Four months after giving birth, you start noticing hair on your pillow. Then in the shower drain. Then, alarmingly, in clumps when you brush. By month five, you’re wondering whether something is seriously wrong.
Almost certainly: nothing is. What you’re experiencing is one of the most predictable physiological events after pregnancy — and understanding why it happens is the first step to handling it well.
What postpartum hair loss actually is
The medical name is telogen effluvium, and it’s not really hair loss in the way the term usually implies. It’s hair shedding — a temporary acceleration of the normal hair growth cycle, triggered by the dramatic hormonal shift that happens after delivery.
Here’s the mechanism. Your hair grows in three phases:
- Anagen (active growth) — where about 85–90% of your hair sits on a normal day. Anagen lasts 2–7 years.
- Catagen (transition) — a brief regression phase lasting 2–3 weeks.
- Telogen (resting/shedding) — where about 10–15% of hair sits at any time. Telogen lasts about 3 months, after which the hair falls out and is replaced by new anagen growth.
During pregnancy, elevated estrogen extends the anagen phase. Hair that would normally have entered telogen and shed stays put. This is why pregnant women often have notably thicker, more lustrous hair from the second trimester onward — you’re carrying more hair than you would otherwise.
Then you deliver. Estrogen plummets within days. The hair that was being held in extended anagen now collectively shifts into telogen — and about three months later, that hair starts falling out together.
That’s postpartum hair loss. It’s the catch-up shedding for hair you would have lost gradually over the prior 40 weeks.
The timeline you can expect
Most women notice the shedding begin around 2 to 4 months postpartum, with peak shedding around month 4. From there it gradually slows.
By 6 to 9 months postpartum, shedding usually returns to normal levels (around 50–100 hairs per day, which is what everyone loses).
By 9 to 12 months postpartum, you should see new shorter hairs growing in at your hairline and temples — the classic postpartum “baby hairs” that stick up regardless of how you style them. Annoying, but a sign things are recovering.
By 12 to 15 months postpartum, most women have hair density similar to (or in some cases slightly different from) their pre-pregnancy baseline.
If shedding is still active and severe at 12 months, or you’re seeing patches of complete hair loss rather than diffuse thinning, that warrants a dermatology visit — see “When to see a dermatologist” below.
What you can do that actually helps
Most of the popular advice on postpartum hair loss is some combination of wishful thinking and product marketing. Here’s what the evidence actually supports.
Check your iron, vitamin D, and ferritin
This is the single most useful intervention, and it’s often overlooked. Iron deficiency is dramatically more common in postpartum women than is generally appreciated — blood loss during delivery, increased iron demands during pregnancy and breastfeeding, and inadequate dietary replacement all contribute.

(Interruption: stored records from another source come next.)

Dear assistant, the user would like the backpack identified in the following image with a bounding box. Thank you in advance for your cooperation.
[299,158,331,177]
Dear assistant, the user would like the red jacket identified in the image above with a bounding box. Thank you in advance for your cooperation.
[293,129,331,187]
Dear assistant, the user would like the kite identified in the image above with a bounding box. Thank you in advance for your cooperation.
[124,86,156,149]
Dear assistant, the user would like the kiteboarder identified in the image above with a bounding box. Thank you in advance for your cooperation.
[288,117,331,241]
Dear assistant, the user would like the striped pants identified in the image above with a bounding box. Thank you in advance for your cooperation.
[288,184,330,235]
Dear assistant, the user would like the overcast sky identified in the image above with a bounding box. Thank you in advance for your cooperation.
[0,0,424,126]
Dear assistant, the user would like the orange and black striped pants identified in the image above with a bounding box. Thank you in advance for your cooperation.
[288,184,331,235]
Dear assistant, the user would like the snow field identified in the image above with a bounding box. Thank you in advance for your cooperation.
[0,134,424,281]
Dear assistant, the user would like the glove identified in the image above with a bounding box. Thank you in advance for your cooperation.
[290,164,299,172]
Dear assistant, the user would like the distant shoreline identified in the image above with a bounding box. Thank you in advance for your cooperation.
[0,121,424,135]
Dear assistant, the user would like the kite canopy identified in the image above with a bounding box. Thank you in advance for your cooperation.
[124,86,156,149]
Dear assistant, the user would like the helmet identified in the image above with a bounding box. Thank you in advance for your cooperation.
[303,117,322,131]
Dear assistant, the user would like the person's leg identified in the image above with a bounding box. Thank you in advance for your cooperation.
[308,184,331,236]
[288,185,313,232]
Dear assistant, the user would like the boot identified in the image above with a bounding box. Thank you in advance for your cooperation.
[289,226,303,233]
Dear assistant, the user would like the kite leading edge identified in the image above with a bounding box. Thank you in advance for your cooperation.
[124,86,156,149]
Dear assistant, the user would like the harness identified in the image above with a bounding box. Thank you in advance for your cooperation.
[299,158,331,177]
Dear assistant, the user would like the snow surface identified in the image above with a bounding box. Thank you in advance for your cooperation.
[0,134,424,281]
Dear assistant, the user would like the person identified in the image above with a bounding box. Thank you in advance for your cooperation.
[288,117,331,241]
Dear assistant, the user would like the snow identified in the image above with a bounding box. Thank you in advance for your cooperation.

Iron deficiency alone can cause or worsen telogen effluvium. Ferritin (the storage form of iron) is the most useful blood marker to check. Levels under 30 ng/mL are increasingly recognized as suboptimal for hair growth, and many dermatologists target levels closer to 70 ng/mL when treating hair loss.
Vitamin D deficiency similarly has been associated with hair loss, including telogen effluvium specifically. Levels under 30 ng/mL are common, especially in postpartum women who aren’t getting outside much.
Ask your OB or primary care doctor to check: ferritin, complete iron panel (serum iron, TIBC, transferrin saturation), 25-hydroxy vitamin D, TSH (thyroid), and B12. Postpartum thyroiditis is real and presents with hair changes — worth ruling out.
Eat enough protein
Hair is keratin, which is built from protein. Hair growth slows when daily protein intake drops below about 0.8 grams per kilogram of body weight per day, and breastfeeding women have higher protein needs (closer to 1.0–1.2 g/kg).
Practically: most postpartum women, especially in the exhausting first six months, undereat protein. A 150-pound woman needs around 70–80 grams of protein daily, more if breastfeeding. Eggs, Greek yogurt, chicken, fish, beans, and quality protein powders are easy ways to get there without elaborate meal planning.
Minoxidil 2% (topical)
Topical minoxidil is one of two FDA-approved treatments for hair loss in women. It works by extending the anagen growth phase and increasing the diameter of existing hair shafts. It’s available over the counter in 2% and 5% strengths under the brand name Rogaine and many generic equivalents.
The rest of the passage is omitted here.